Canlı burada sıfat değil canlı varlık anlamındadır. Örneğin kedi ve bakteri birer canlıdır tabi aynı zamanda mahluk ve yaratıktır. Kendi içinde taşıdıkları vurgular belki farklıdır. Mesela yaratık belki yaratılmışlığa vurgu yapar bu nedenle ateist biri sevmeyebilir. Mahluk ise durum metafizik olduğunda kullanılıyor olabilir, örneğin cinler için. Ama sonuçta üçü de aynı anlama gelmez mi?

Teşekkürler.


----------



## Rallino

Benim kişisel görüşüm: _yaratık_ deyince uzaylılar, canavarlar ya da iğrendirici canlılar aklıma geliyor benim. _Mahluk_ kelimesini bilimsel bir yazıda okumadım hiç. Arapça خ ل ق kökünden geliyor, yani yaratılmış olan anlamında; ama anlamını bilmeme rağmen Türkçede _mahluk_ benim kulağıma küfür gibi geliyor. Neden bilmiyorum.
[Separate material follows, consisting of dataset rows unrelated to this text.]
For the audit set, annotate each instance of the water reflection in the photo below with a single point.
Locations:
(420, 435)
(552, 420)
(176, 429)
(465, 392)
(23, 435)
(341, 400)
Sizin verdiğiniz içerikte ben _canlı_ kelimesini kullanırdım sadece.


----------



## Gemmenita

Oh, evet _hhtt_ ile _Rallino_!  Ben _creature_ için aynı eşanlamı (yaratık) uygun görmüştüm, halbuki, 'canlı' daha uygun hatta daha doğru.

O zaman benden de bu gelsin:
... bu canlıların arasında(dır).


----------